The issues that need to be addressed and modelled include (6)
- Estimation of future post-tax profits available to equity shareholders
- The current value of all surplus assets
- The amount, and timing, of any loan or debt redemption
- Problem relating to industrial relation (including redundancies)
- Issues relating to any staff benefit schemes - particularly if in deficit.
- Outstanding financial obligations, minority interests and tax
If there is any acquiring company prepared to take over the business, it will be necessary to consider (4)
- The location of the operation
- Any integration of the systems platform
- Relocation of staff or whether there is an adequate labor force available
- The effect on unit costs
In the extreme event that an insurer cannot meet its liabilities, and a buyer cannot be found to take them on, there may be a statutory scheme from which some or all of the benefit payments are paid.
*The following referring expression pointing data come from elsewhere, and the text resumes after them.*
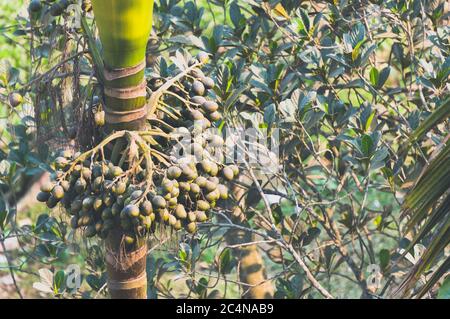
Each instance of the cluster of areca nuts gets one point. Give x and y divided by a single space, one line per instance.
100 196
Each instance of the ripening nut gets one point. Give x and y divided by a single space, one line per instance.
35 6
198 88
58 192
99 118
15 99
174 172
208 82
210 106
56 9
203 57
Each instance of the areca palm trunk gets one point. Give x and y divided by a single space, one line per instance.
124 27
251 268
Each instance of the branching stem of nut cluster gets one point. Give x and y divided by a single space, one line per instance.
154 98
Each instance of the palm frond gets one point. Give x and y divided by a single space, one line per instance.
427 206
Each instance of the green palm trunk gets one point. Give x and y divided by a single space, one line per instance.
124 27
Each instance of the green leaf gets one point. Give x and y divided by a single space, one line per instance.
374 76
58 280
366 145
385 257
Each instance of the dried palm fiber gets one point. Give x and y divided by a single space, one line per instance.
251 267
56 102
124 27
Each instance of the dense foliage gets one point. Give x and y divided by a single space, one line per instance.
340 86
Such a scheme is usually funded by a levy on all other providers.
Types of closure of a benefit scheme (2)
- No new members but benefits continue to accrue for existing members
- No new members and no further benefit accrual for existing members
A benefit scheme may cease due to (2)
- The insolvency of the sponsor
- A decision by the sponsor to stop financing benefit provision, e.g. to reduce costs or to follow market trends in benefit provisions
If a scheme ceases, the level of benefits that will be paid will be affected by the (3)
- rights of the beneficiaries
- expectations of the beneficiaries
- the level of assets
At the time of discontinuance, the scheme may be (2)
- under-funded, in which case consideration will need to be given to the priority of the different groups of members of the scheme in receiving benefits.
An allowance should be made for the expenses involved in determining the benefit allocations - over-funded, in which case the surplus may pass back to the employer, or may be used to improve the benefits of the scheme members.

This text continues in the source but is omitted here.